7h15, j’arrive à la laiterie. Une petite entreprise familiale qui emploie de jeunes mamans du village; le patron aime créer, innover (il planche sur une nouvelle spécialité d’ailleurs!). Il sait que là est la clé de la survie, mais les fonds propres manquent parfois pour suivre le mouvement…
7h30. Un petit crochet par la boulangerie avant de poursuivre ma journée?! En poussant la porte, on est aussitôt assailli par un parfum de pommes, de tresse, de farine, comme autant de souvenirs de la cuisine de grand-maman. Une bouffée de pur artisanat, de terroir, de tradition, de culture aussi. Une bribe de bonheur qui tient bon au village. Le boulanger est pourtant âgé, la retraite s’approche pour lui. Pas de repreneur en vue, un commerce de plus qui fermerait dans ma région, encore un pan d’histoire qui s’écroulerait.

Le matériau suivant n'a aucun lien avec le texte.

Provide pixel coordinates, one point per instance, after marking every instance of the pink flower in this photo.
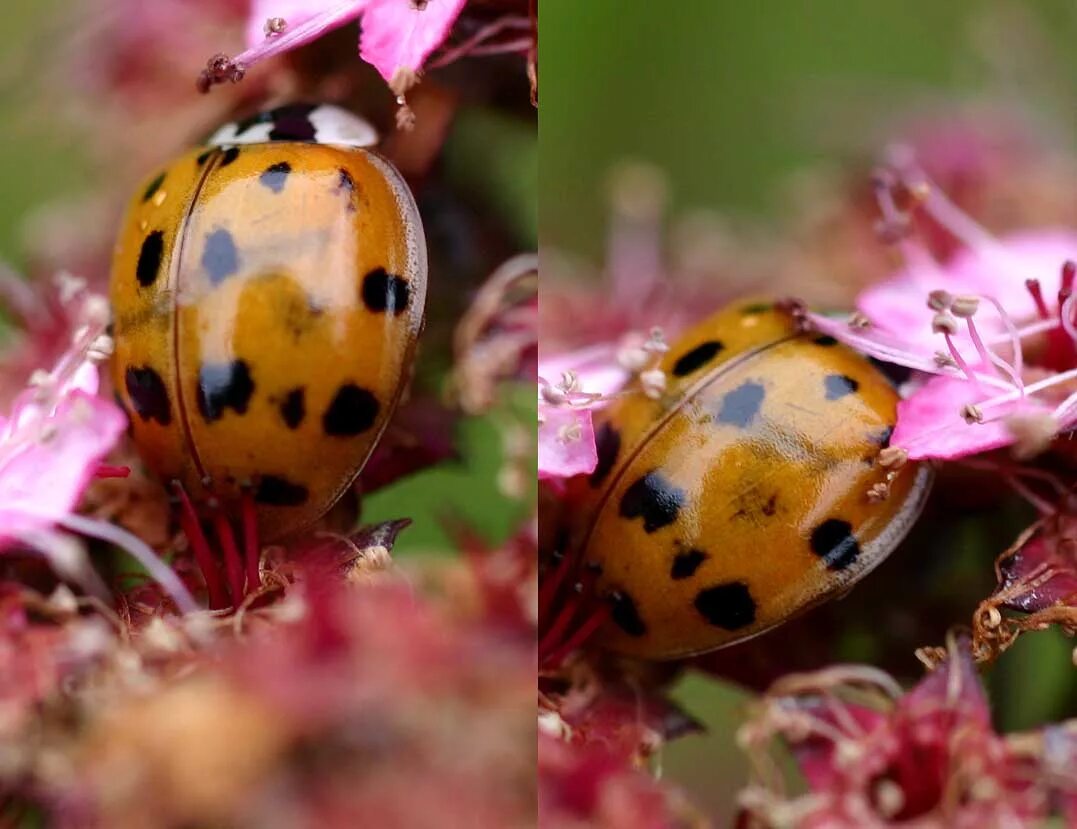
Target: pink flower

7h45. Le kiosque. 11h30, l’épicerie. 15h50, la quincaillerie, parce qu’évidemment, juste avant la deuxième traite, le joint qui ne devait pas vient de me lâcher!! Et la fleuriste. Le garagiste. La pharmacienne. La coiffeuse. Le carreleur. Le menuisier…. Et, et, et…
Va-t-on laisser certaines régions s’asphyxier économiquement ou se vider de leur jeunesse? Les entreprises familiales sont-elles vouées à disparaître et avec elles, de précieuses places d’apprentissage et de travail? Les petites et moyennes entreprises sont-elles donc contraintes de s’endetter pour innover?? Avec la réforme de l’imposition des PME, nous avons enfin la possibilité d’offrir un nouvel élan à notre économie, de lui donner les moyens d’être plus compétitive, plus créative, tout en lui permettant de conserver les structures à caractère humain qui font sa force.
Pour ma région, mon village, mon métier, mes voisins… je voterai OUI le 24 février.